Businesses set forty billion dollars on fire
Also T-Mobile still loses the GPS tracker

SYSTEM_LOG DATE: 2025-08-18

The $40 Billion Paperweight Program

The great generative AI gold rush is officially turning out to be more like a multi-billion dollar yard sale where everyone bought a fancy snowblower only to use it as a hat rack. Enterprises collectively dumped between $30 and $40 billion into GenAI initiatives, mostly because they were afraid the company next door would get to a new feature first, but a whopping 95% of those pilot programs have failed to show any measurable return on investment, according to a recent MIT report.

The report identifies the issue as the "GenAI Divide," which is a fancy way of saying companies are purchasing highly sophisticated, custom-built large language models and then only using them to draft slightly better email subject lines. Instead of embracing the necessary "friction" of integrating these tools into core workflows, most of the investment is going into generic, high-adoption tools that look great in a demo but are brittle and useless in actual production environments. The five percent who actually succeeded simply used the thing for something difficult, which is, apparently, a breakthrough strategy.

T-Mobile Files Motion to Justify Taking Your Wallet

In news that shocks absolutely no one who has ever used a phone, T-Mobile claimed that selling a customer's real-time location data without their consent was totally legal, a position the U.S. Court of Appeals for the District of Columbia Circuit has now decisively rejected. The ruling upholds a hefty $92 million fine levied by the Federal Communications Commission against T-Mobile and its subsidiary Sprint for transferring this sensitive Customer Location Information (CLI) to third-party data aggregators.

The defense was an exercise in pure corporate entitlement; T-Mobile argued the FCC misinterpreted the Communications Act, but the judges found no merit in the claim, basically ruling that denying what happened does not make it not illegal. The company tried to offload the duty to obtain consent onto the downstream buyers, which, unsurprisingly, led to the consent never being obtained.

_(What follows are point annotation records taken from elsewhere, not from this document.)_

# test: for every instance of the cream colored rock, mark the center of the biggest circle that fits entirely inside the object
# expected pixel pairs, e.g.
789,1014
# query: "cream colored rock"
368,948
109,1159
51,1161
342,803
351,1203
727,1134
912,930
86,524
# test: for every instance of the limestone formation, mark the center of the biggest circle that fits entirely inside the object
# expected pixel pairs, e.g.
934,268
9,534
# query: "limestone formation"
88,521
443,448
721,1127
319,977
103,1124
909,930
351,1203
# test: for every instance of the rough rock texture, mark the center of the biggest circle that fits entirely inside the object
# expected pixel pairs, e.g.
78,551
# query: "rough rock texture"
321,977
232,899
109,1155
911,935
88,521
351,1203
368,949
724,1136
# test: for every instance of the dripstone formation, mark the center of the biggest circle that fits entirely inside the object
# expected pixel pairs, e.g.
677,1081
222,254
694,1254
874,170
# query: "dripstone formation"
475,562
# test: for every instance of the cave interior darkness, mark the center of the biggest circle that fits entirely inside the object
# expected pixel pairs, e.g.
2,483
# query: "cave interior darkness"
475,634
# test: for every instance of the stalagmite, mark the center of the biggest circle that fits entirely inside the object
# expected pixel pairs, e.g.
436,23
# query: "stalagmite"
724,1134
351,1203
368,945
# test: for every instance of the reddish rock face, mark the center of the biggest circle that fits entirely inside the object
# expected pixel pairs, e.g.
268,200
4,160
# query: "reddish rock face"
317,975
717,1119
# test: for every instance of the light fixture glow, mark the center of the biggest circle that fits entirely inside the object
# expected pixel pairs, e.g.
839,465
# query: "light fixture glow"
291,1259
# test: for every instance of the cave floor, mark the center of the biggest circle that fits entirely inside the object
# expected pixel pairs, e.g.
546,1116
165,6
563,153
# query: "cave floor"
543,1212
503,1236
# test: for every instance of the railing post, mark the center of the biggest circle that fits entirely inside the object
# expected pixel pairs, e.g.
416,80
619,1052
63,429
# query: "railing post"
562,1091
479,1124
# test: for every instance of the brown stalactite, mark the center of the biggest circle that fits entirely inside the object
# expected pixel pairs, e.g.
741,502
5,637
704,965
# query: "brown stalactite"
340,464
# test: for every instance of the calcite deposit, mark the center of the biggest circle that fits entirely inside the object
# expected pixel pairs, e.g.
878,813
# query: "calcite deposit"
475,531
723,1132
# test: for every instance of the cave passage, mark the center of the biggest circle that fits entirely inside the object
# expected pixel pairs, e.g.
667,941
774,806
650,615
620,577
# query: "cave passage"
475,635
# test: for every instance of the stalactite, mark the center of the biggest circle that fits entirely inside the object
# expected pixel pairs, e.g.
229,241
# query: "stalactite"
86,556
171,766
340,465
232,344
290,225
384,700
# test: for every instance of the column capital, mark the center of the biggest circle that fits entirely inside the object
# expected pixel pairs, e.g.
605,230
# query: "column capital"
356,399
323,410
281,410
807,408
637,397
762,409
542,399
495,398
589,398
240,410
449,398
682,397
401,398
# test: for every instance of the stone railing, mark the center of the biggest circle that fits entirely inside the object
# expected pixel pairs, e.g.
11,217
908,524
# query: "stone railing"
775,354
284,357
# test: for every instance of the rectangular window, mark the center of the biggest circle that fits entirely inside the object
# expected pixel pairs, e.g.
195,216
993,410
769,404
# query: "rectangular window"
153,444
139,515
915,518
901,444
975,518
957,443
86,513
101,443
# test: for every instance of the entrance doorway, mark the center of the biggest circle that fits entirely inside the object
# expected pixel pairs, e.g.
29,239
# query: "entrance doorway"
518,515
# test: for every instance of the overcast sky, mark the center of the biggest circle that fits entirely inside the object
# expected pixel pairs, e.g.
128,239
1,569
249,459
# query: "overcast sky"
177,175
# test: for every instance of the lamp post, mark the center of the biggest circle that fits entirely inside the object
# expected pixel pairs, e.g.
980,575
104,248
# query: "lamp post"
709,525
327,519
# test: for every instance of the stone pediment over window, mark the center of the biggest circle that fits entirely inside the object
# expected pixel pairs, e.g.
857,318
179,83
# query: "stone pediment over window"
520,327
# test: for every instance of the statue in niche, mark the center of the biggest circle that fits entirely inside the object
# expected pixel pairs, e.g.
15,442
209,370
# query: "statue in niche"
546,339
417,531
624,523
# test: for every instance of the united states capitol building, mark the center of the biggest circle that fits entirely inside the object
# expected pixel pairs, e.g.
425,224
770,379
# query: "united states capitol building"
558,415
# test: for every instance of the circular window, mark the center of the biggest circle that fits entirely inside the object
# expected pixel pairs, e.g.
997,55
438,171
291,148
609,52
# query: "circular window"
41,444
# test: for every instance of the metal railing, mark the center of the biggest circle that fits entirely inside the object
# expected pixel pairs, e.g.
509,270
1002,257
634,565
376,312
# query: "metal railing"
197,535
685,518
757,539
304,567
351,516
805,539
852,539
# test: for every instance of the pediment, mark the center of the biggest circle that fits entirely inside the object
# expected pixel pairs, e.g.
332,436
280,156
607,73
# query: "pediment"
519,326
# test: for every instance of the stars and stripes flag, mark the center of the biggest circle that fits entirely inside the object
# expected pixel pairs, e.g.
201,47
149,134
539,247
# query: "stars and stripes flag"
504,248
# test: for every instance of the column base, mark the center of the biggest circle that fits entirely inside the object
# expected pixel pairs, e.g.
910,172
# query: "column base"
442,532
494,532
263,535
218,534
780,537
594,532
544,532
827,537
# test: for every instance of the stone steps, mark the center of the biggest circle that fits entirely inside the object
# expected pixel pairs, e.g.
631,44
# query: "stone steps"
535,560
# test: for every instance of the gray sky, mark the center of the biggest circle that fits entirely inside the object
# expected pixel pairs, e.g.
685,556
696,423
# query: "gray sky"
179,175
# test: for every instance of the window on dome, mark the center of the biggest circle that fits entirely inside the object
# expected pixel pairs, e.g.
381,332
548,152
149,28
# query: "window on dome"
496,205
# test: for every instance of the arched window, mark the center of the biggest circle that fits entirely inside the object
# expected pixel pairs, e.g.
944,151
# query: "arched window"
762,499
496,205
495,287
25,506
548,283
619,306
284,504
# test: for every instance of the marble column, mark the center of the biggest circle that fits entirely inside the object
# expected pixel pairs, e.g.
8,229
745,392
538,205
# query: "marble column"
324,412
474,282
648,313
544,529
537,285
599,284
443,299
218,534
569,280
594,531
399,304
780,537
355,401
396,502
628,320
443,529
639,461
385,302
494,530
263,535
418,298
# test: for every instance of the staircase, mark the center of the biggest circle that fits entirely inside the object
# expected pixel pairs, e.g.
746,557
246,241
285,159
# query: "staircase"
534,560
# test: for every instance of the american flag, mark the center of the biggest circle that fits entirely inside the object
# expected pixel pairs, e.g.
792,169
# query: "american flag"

This is less a legal mishap and more an attempt to get caught stealing office supplies and then blaming the janitor for not locking the closet.

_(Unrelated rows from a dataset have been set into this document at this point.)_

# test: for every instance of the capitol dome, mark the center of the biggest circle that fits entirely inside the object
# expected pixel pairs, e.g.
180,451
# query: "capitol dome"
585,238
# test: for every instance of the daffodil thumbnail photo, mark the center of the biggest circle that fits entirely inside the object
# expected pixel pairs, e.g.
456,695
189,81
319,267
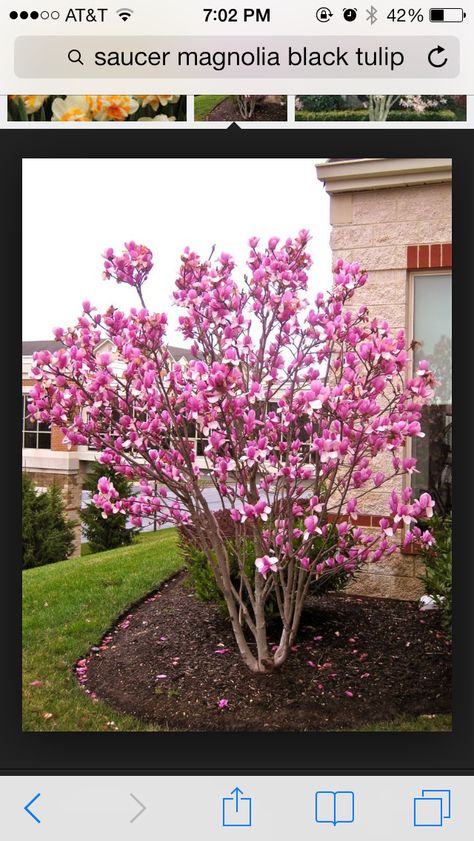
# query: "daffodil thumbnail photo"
87,108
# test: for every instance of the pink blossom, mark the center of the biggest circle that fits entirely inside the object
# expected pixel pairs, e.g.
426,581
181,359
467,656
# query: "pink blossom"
266,564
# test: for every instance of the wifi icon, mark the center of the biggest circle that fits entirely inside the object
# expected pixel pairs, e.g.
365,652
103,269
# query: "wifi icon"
125,14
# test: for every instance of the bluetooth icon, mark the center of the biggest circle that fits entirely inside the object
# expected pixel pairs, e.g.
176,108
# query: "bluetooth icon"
372,15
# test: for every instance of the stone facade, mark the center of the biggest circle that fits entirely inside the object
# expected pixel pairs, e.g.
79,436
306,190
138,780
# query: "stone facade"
393,217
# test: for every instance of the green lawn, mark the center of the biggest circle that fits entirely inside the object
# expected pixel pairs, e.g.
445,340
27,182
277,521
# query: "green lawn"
438,723
203,105
67,607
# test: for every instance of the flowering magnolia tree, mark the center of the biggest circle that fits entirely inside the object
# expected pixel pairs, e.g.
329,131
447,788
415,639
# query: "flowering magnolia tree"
294,402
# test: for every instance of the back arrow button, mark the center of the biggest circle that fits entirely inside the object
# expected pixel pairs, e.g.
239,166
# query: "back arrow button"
28,810
142,808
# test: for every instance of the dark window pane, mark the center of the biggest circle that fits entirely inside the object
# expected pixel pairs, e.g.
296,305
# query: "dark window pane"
432,330
30,440
434,457
44,441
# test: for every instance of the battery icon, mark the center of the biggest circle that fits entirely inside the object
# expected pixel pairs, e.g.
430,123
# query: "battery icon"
447,15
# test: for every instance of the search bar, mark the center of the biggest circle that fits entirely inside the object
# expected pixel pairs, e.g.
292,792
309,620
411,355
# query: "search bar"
165,57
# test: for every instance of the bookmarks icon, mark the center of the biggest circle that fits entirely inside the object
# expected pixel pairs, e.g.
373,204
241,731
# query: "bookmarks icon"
334,807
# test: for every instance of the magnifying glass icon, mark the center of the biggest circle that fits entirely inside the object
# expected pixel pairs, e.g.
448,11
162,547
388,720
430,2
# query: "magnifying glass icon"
75,57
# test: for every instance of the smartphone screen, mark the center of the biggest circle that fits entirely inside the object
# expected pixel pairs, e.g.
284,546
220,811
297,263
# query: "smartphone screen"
229,597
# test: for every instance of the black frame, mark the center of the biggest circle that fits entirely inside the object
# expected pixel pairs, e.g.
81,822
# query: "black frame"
261,753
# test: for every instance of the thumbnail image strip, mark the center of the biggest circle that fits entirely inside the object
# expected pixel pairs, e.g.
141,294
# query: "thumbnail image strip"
240,108
86,108
380,108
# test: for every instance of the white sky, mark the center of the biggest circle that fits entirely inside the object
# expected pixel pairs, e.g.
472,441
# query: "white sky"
74,208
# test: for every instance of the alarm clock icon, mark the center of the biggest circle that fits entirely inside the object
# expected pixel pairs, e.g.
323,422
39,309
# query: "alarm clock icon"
350,14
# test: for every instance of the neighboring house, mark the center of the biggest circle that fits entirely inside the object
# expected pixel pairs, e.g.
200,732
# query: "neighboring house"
393,215
45,457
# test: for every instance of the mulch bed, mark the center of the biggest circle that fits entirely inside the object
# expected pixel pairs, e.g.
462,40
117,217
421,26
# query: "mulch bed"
358,660
227,111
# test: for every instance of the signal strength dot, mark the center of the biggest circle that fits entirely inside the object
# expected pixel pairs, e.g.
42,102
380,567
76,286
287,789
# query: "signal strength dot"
125,14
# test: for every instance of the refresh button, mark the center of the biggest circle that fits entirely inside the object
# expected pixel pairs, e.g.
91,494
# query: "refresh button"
434,57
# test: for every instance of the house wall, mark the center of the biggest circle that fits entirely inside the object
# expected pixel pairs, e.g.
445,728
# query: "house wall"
391,231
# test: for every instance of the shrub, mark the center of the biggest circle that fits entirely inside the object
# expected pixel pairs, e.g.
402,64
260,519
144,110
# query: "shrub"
323,103
47,533
101,533
247,104
438,574
290,402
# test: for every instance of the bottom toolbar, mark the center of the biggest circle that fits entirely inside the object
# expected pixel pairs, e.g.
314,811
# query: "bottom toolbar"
263,807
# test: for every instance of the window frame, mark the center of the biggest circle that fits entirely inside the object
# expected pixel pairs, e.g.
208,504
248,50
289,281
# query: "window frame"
34,430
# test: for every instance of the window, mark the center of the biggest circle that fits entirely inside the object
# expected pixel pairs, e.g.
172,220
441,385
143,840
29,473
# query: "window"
35,435
432,328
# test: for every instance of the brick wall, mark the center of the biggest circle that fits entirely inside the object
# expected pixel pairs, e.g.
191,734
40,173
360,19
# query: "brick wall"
391,232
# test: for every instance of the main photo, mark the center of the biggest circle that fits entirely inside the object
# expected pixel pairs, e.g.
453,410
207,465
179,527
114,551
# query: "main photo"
236,438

The Dorm Room Legend That Out-Earned the Board

A profile on *Counter-Strike* reminds everyone that the biggest successes are rarely planned in a mahogany conference room and usually happen because a college student was bored. The billion-dollar game started as a passion project mod for Valve's *Half-Life*, coded in a Canadian dorm room by computer science student Minh Le and co-creator Jess Cliffe in 1999.

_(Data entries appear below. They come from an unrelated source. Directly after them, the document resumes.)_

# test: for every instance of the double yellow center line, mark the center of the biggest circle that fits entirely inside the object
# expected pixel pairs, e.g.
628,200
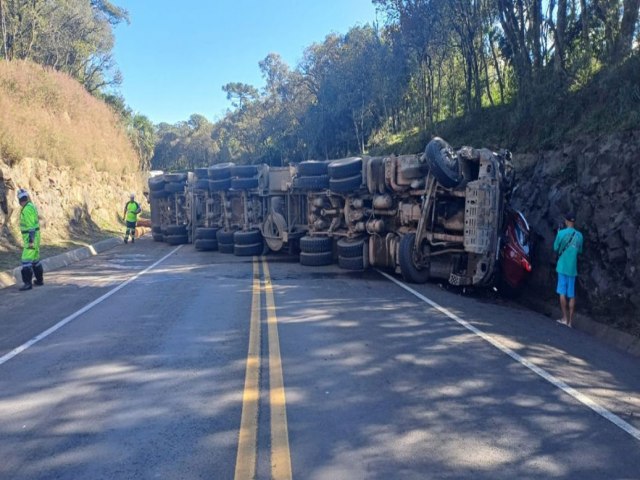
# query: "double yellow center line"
248,438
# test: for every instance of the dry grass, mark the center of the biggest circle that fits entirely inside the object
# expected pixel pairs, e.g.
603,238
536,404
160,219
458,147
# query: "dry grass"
48,115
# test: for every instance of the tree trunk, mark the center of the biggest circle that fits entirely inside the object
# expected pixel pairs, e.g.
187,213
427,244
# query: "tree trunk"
624,40
560,35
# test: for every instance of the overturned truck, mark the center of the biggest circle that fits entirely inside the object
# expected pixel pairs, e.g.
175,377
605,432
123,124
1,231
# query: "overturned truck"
441,214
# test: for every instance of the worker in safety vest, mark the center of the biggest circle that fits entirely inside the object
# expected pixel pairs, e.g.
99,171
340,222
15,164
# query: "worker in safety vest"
130,216
30,230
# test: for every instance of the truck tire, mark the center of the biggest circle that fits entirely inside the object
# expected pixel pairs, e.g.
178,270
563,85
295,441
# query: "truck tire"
345,185
201,185
206,244
314,182
345,167
352,263
248,250
219,185
316,259
174,187
175,177
413,168
351,248
224,237
176,239
249,237
225,247
316,244
201,173
244,183
156,184
244,171
175,230
410,271
220,171
158,194
310,168
206,233
443,163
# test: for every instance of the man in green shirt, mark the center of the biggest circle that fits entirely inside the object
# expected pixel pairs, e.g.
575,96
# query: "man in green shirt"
130,216
30,230
568,245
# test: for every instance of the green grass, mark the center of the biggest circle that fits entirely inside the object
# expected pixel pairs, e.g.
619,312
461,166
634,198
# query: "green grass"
11,258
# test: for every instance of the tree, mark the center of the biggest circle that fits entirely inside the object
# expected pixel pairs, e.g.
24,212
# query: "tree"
73,36
240,93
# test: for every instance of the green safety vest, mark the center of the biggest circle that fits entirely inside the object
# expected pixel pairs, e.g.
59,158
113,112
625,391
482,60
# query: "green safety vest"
29,219
133,209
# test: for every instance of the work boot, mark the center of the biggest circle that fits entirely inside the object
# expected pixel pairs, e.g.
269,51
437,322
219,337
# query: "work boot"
27,275
38,272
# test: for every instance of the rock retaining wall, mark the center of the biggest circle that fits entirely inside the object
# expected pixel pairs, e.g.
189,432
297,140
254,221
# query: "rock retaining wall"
70,203
599,179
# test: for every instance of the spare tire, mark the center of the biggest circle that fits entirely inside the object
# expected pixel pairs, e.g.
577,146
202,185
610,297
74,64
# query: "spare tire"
443,163
248,237
316,244
316,259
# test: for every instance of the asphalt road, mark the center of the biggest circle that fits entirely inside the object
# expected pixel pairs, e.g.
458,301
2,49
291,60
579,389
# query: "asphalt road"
150,361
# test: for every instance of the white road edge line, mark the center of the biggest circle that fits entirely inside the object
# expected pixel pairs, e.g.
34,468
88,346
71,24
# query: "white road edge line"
16,351
612,417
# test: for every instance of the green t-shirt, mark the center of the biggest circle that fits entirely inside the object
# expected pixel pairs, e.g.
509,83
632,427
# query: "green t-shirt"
569,241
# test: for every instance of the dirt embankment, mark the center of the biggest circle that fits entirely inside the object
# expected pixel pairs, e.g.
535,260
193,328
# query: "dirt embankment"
69,150
599,179
72,206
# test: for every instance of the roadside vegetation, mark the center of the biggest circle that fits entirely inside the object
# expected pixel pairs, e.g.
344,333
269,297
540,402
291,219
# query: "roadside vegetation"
48,115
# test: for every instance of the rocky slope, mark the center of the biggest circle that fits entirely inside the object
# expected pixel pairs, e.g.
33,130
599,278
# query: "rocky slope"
68,149
70,204
599,179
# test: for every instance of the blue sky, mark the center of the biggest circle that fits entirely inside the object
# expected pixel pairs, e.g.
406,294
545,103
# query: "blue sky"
176,56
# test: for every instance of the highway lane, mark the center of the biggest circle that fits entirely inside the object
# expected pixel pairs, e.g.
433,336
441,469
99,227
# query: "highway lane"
151,382
381,385
146,384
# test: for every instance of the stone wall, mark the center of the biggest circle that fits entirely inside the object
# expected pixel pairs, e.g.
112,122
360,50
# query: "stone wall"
71,204
599,179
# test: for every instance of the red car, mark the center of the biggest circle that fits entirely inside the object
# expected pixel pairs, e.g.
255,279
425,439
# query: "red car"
515,253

The simple innovation was the permanent death per round, which gave the game a sense of urgency absent in other shooters at the time. The original beta exploded in popularity, leading Valve to buy the rights and hire programmer Minh Le, allowing the project to officially graduate from a side-hustle to the core business. A nice reminder that you, too, could create a world-changing enterprise, provided you completely ignore your degree and do it on your university's dime.

Briefs

  • Anna's Archive: The team provided an update on their mission to aggregate the world's knowledge. The document management team wishes its internal knowledge base was this effective.
  • Obsidian Bases: The popular note-taking app rolled out a new feature called Bases, which lets users manage and query structured data. Congratulations, the note-taking application is now a spreadsheet.
  • Lab-Grown Salmon: Cell-cultured salmon has hit the menu in an Oregon restaurant. The new initiative is called "Sustainable Protein for the Office Catering Budget" and tastes mostly like FOMO.

MANDATORY Q3 GENERATIVE AI RISK ASSESSMENT

Which percentage of corporate GenAI pilots are currently yielding zero measurable P&L return?

T-Mobile attempted to argue the legality of selling customer location data (CLI) by claiming which of the following?

// DEAD INTERNET THEORY 44944291

IWDP
Intern_Who_Deleted_Prod 2m ago

Wait, if 95% of the AI projects are failing, does that mean the only people successfully automating jobs are the 5% that didn't buy the hype. I feel like I just wasted my lunch break fine-tuning an LLM to generate Slack emojis.

JAD
Jaded_Dev_Ops 1h ago

They spent forty billion dollars, I spent forty minutes putting systemd hardening into a single config file, and my system is objectively more secure than their entire AI pipeline. The budget allocation makes perfect sense, obviously.

LBG
Lofi_Beats_Girl 4h ago

Imagine the look on the CEO's face when they find out their billion-dollar franchise was coded on a desk too small for a monitor. That's better than an AI joke.